Mientras tanto en Evin los gritos de dolor de los torturados —la mayoría disidentes políticos, periodistas, activistas, empresarios o profesores— siguen retumbando en las paredes. Algunas ONG, Amnistía Internacional entre otras, han documentado métodos como azotes, descargas eléctricas, simulacros de ejecución y ahogamiento, violencia sexual o la ingesta forzada de sustancias químicas. «Las violaciones de derechos humanos en las prisiones de Irán no son episodios aislados, sino un problema sistémico», aseguraba hace unos días en un comunicado Heba Morayef, directora regional de esta ONG para Oriente Medio y el norte de África. En este sentido, las ejecuciones públicas han elevado aún más la preocupación de la comunidad internacional por lo que sucede en el país. El joven Majid Reza Rahnavard, de 23 años, sufrió en sus carnes una de las últimas salvajadas de la ira del régimen de Teherán. El 12 de diciembre murió ahorcado en una grúa en plena calle en la ciudad de Mashad, a unos 900 kilómetros al este de la capital.
Sin un juicio justo
Afortunadamente, Taghavi no está condenada a muerte, pero tampoco ha tenido un juicio justo: «Al principio ni siquiera sabíamos nada de las acusaciones en su contra o de cómo avanzaba el procedimiento. Le preguntaban una y otra vez por cosas de su vida personal y por su activismo durante la época de estudiante. Fue interrogada sin abogado. La primera vez que lo vio fue un día antes del juicio». En agosto de 2021 fue condenada a diez años de prisión por participar en un grupo ilegal de propaganda contra el Estado. «La acusan de conspirar contra la seguridad nacional. Son cargos políticos. Es lo que la República Islámica de Irán hace siempre. Vierten acusaciones arbitrarias de que se hizo propaganda contra el régimen», afirma su hija, que, a pesar de todo, conserva la esperanza. El Gobierno alemán asegura que «está haciendo esfuerzos diplomáticos al más alto nivel», pero de momento no ha visto ningún resultado. «Tengo la suerte de que el suyo sea un caso mediático. Amnistía Internacional y Naciones Unidas han pedido su liberación, pero es complicado», remacha, tras dejar claro que siente que su madre «está en manos del enemigo».

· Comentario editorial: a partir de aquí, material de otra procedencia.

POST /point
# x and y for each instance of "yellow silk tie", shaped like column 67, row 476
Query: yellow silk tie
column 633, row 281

Solo los embajadores europeos de Hungría y Polonia en Teherán asistieron la semana pasada a los actos de conmemoración institucional del aniversario de la República Islámica de Irán, que en 1979 puso fin a 2.500 años de monarquía persa. La ausencia del resto fue un gesto de rechazo a la represión de las protestas.
El asesinato de Mahsa Amini en una comisaría de Policía, donde estaba detenida por llevar mal puesto el velo, sacudió la conciencia del mundo. «Esto sucede todos los días, pero este caso fue un punto de inflexión», expone. Según la ONG iraní activa en el exilio Iran Human Rights, el rostro de la represión deja, de momento, más de 500 muertos y 20.000 detenidos. La estricta vigilancia de los ayatolás ha apagado en cierta manera las protestas, pero la llama de la rabia ha prendido con fuerza en la sociedad. «No piden solo reformas. Directamente dicen: “Muerte al dictador”. Ya no queremos la república islámica. Los que salen a las calles a protestar son muy valientes», asegura Claren. Sobre todo ellas. Son las mujeres —la mayoría por debajo de los 30 años— las que están liderando la resistencia contra la mano de hierro clerical prescindiendo del velo obligatorio al grito de: «¡Mujer, vida y libertad!».